Monday, December 10, 2007

Fourth Amendment and Nighttime Warrants

In State v. Susan Ranae Jackson, the Minnesota Supreme Court held that the Fourth Amendment of the United States Constitution prohibits official intrusions into the home during a period of nighttime repose without proper justification, which period of nighttime encompasses the right to be free from official intrusion into the home during the nighttime when personal and private activities are likely to occur.

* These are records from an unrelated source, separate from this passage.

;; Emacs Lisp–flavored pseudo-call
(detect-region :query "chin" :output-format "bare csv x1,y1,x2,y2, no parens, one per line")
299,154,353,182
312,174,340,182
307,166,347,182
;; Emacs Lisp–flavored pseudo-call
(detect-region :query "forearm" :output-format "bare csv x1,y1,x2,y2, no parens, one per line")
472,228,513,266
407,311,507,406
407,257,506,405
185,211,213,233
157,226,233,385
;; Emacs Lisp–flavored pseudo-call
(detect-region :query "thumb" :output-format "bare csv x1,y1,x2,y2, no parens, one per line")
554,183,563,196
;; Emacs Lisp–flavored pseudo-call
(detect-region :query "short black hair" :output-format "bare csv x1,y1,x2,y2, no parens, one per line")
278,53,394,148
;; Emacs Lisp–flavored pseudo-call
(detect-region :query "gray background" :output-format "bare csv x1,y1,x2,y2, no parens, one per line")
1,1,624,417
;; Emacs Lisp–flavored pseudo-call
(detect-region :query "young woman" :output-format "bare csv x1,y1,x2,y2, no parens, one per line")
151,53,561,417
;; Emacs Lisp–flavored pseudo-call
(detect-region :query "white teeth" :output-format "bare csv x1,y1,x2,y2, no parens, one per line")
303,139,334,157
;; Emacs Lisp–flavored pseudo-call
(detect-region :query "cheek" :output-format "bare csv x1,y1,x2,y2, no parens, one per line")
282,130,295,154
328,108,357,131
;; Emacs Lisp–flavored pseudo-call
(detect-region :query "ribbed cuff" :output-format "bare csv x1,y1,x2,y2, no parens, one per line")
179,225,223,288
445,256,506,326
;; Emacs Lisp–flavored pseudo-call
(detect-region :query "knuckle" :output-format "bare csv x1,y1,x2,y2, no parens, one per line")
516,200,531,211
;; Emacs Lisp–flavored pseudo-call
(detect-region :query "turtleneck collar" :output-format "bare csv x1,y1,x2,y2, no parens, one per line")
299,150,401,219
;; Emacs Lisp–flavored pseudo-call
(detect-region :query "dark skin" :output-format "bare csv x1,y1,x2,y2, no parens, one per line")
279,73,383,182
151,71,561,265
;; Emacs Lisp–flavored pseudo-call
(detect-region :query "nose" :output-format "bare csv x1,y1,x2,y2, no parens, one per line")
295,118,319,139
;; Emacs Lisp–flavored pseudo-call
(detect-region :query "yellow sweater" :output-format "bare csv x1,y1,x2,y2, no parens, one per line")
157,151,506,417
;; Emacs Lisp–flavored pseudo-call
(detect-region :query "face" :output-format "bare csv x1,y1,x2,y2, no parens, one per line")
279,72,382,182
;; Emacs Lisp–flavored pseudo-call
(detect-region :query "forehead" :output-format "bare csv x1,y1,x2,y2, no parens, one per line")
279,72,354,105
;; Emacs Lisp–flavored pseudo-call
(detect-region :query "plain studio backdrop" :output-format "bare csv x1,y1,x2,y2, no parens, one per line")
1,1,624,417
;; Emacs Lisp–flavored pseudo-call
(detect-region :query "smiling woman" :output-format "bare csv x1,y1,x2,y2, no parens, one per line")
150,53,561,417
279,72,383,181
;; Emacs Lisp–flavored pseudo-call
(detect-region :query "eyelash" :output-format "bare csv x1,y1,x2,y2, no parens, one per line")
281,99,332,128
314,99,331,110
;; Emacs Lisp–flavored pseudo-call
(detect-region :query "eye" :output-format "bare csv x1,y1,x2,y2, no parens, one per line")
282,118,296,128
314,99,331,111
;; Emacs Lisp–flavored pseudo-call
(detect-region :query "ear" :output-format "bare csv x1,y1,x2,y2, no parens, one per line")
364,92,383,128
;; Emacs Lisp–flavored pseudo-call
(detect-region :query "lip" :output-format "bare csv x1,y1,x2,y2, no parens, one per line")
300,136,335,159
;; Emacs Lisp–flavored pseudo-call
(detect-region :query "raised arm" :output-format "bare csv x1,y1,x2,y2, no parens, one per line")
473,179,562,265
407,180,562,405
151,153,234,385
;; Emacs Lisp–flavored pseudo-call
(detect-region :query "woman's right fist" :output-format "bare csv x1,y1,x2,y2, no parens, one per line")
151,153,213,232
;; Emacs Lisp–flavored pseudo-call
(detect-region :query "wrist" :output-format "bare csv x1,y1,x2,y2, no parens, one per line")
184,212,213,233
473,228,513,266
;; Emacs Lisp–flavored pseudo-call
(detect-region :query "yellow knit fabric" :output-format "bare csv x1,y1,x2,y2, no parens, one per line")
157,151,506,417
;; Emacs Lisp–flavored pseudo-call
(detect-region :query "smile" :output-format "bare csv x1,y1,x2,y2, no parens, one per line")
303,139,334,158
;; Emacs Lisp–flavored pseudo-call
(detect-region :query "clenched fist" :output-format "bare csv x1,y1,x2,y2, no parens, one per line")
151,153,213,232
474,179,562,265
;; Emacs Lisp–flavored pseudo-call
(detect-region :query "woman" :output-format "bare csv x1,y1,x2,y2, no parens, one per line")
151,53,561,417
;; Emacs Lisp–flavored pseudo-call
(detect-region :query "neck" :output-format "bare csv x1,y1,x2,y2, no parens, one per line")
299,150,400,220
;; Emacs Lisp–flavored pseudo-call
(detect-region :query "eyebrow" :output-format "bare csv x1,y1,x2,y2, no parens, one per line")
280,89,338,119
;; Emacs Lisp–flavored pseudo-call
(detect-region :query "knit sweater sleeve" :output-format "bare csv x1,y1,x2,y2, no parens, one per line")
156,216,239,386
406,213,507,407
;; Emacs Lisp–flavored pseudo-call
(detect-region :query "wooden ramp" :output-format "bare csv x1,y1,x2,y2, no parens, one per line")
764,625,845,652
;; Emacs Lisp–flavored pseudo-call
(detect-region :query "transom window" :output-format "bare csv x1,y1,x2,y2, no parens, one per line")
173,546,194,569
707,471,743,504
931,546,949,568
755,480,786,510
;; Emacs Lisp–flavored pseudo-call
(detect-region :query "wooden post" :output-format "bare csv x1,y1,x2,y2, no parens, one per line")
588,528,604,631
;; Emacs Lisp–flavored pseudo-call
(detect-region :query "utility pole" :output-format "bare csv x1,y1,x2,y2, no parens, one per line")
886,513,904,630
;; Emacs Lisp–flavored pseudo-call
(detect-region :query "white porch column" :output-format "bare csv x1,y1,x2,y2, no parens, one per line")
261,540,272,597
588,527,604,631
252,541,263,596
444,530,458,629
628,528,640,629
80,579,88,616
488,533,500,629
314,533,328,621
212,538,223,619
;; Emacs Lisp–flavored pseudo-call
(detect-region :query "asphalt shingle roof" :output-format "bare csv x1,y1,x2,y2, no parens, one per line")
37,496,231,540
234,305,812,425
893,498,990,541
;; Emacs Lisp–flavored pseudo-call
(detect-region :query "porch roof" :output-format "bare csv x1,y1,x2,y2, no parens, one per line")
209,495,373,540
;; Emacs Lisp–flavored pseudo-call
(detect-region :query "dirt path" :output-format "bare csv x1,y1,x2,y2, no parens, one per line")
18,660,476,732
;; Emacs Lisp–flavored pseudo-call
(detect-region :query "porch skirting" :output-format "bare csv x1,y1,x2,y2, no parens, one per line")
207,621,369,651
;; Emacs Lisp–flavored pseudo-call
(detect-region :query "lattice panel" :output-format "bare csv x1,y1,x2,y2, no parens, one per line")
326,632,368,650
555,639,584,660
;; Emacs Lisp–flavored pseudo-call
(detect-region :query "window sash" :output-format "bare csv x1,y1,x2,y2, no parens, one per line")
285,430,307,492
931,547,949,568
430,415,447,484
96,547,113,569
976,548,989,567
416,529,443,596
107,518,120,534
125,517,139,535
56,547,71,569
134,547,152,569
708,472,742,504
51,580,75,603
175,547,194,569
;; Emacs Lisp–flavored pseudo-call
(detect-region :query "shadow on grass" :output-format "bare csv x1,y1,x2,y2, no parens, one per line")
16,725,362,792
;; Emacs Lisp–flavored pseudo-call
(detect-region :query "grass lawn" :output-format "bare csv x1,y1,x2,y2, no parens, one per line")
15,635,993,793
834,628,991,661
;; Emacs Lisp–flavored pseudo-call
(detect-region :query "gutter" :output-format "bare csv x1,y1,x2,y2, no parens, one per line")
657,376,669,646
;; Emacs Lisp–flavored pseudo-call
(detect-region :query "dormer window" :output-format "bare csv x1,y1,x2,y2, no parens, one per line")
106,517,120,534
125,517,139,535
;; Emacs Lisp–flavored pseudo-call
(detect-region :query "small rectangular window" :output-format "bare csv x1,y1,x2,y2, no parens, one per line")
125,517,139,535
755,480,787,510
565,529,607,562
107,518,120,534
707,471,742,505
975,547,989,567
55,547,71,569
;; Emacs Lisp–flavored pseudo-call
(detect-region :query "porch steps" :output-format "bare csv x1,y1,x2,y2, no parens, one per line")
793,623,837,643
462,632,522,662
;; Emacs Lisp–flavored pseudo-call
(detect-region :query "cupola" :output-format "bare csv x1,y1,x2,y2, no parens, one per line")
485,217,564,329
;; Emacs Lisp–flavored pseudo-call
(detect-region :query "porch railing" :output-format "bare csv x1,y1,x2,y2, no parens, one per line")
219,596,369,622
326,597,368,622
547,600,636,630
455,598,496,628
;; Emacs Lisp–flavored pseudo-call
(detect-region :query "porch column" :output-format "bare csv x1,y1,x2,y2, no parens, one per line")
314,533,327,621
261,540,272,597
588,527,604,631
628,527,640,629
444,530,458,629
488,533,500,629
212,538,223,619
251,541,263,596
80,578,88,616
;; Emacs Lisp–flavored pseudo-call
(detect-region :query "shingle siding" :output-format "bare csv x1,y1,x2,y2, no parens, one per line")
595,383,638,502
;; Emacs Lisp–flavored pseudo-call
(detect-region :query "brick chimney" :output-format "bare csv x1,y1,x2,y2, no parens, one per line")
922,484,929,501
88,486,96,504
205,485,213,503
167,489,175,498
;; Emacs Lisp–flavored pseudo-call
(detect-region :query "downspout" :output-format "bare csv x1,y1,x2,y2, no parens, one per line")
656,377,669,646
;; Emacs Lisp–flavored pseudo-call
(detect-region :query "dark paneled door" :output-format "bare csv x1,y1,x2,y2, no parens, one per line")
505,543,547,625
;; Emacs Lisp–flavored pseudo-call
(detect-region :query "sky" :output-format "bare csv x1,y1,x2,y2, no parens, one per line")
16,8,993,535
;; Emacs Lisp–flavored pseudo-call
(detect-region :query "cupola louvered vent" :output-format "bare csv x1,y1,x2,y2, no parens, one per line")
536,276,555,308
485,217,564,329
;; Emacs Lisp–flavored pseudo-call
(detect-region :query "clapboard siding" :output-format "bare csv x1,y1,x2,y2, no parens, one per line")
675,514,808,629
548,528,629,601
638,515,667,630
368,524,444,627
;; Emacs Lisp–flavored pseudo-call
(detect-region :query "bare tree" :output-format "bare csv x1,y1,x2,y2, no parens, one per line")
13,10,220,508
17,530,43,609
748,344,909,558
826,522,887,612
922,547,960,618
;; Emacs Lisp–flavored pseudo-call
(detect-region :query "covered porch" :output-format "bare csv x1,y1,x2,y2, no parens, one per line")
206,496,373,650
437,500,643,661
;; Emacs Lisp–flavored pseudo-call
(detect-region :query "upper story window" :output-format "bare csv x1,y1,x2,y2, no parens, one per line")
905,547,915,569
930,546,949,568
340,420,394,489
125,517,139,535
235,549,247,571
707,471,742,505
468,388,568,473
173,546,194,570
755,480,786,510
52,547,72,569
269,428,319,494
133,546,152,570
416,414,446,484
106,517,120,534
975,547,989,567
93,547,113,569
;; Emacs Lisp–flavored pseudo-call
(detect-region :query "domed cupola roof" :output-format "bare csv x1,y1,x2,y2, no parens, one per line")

Although no other court in the nation has gone so far in defining a "period of nighttime repose", the court reasoned that special interests must be protected at night:

We believe that at certain times it will be readily apparent what is protected during this period of nighttime repose. For example, if the police search an unlit home at 3 a.m. without proper nighttime authorization, they run considerable risk of violating the occupants’ interest in being free from intrusion during a nighttime period of repose. But if the police search a home at 8:30 p.m. on the summer solstice when the doors are open and a party is underway at a home, they are much less likely to run the risk of seriously violating the occupants’ interest in being free from such intrusion. These examples illustrate a key aspect that we recognize and acknowledge about the interest we have articulated, especially at its beginning and end. This definition is a bit nebulous and necessarily encompasses what Justice Robert Jackson might refer to as a “zone of twilight,” within which the right to protection is less certain and will depend “on the imperatives of events and contemporary imponderables rather than on abstract theories of law.” Youngstown Sheet & Tube Co. v. Sawyer, 343 U.S. 579, 637 (1952) (Jackson, J., concurring).

Having concluded that there is a "period of nighttime repose" at which time there are special interests to be protected inside the home that a normal search warrant does not address, and that the search warrant was executed during this "period of nighttime repose", the court held:

the police violated Jackson’s right to be free from unreasonable searches and seizures guaranteed by the United States Constitution when, without information indicating that Jackson had not yet entered a period of nighttime repose, they entered her home at 9:25 p.m. in the wintertime—December 11—with a search warrant that invalidly authorized a nighttime entry. In reaching this conclusion we need not decide the exact time when Jackson’s constitutionally protected period of nighttime repose began and ended. Rather, we need only conclude that the search of her home fell within the protected time period.